Corbett, herself a sexual assault survivor,  launched her first "Outlier" exhibit — a photography series of haunting but powerful portraits of individuals who survived sexual assault — in April 2016.

She defines an outlier as "a person who is unusual or successful and not like others in the same group, a survivor, someone who manages to continue a successful life despite very bad experiences."

The series has allowed women to cast aside shame and stigma from having undergone sexual assault and instead become survivors, Corbett said. 

The original Shreveport "Outlier" vision has since expanded to exhibits in Lafayette and New Orleans. Corbett said at least 50 survivors, including three men, have shared their stories with her. 

Corbett and her team shot video during those trips, which they assembled into a documentary that Corbett is trying to sell to a network to raise awareness.

"We have had industry interest, and there should be more news soon," she said. "I think something big will happen soon."

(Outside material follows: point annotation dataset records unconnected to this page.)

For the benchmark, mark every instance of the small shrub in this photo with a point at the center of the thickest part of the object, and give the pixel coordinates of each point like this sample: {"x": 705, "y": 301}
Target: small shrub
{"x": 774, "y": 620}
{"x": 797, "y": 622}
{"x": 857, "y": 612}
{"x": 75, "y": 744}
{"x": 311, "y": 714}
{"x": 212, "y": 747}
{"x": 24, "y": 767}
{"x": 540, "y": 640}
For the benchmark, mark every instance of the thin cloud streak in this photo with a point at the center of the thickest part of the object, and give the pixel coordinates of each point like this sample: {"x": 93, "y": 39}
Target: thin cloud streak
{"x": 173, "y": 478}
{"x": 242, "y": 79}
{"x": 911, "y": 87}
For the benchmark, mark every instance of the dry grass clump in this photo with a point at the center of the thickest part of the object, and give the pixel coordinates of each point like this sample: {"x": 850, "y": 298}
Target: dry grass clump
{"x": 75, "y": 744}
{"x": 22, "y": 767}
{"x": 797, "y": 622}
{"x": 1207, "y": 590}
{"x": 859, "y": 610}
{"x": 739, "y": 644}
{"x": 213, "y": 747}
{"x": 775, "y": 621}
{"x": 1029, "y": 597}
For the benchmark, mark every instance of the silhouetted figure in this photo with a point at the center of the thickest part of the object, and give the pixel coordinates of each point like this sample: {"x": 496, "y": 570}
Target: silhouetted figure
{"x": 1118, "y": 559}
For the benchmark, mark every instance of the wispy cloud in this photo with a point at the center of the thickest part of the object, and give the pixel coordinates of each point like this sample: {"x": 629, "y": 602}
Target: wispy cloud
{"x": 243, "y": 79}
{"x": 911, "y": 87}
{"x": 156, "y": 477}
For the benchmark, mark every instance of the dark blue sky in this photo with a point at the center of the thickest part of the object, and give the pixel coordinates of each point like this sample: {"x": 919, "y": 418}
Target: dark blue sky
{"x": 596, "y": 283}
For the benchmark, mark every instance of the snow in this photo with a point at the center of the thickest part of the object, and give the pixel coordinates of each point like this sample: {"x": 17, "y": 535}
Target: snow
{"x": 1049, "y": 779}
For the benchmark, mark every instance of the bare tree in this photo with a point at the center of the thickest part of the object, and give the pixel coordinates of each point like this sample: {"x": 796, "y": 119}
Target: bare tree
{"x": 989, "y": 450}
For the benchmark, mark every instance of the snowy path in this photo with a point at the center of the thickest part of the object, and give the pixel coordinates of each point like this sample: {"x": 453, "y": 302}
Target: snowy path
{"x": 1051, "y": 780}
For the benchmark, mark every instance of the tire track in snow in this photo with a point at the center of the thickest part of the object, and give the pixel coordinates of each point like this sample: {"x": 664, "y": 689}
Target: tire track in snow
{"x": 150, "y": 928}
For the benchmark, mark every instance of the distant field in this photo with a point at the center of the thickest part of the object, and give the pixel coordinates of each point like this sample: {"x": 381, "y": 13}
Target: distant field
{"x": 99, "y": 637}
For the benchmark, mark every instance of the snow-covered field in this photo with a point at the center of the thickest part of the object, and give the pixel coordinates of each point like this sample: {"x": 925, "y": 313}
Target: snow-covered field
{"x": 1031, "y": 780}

Corbettt said Dillan will be allowed to be an official "Outlier" story once she turns 18. Until then, Corbett said, she was proud of the young woman who "saved herself 30 years of couch-less living" by telling immediately.

"I am so proud of Dillan for telling. And I am so proud of her mother, first for believing and then for acting," Corbett said. "Dillan does not even understand yet what she's done for herself. She has restored her life before even knowing she needed the transformation and healing."

So proud of you, Dillan. You're my hero.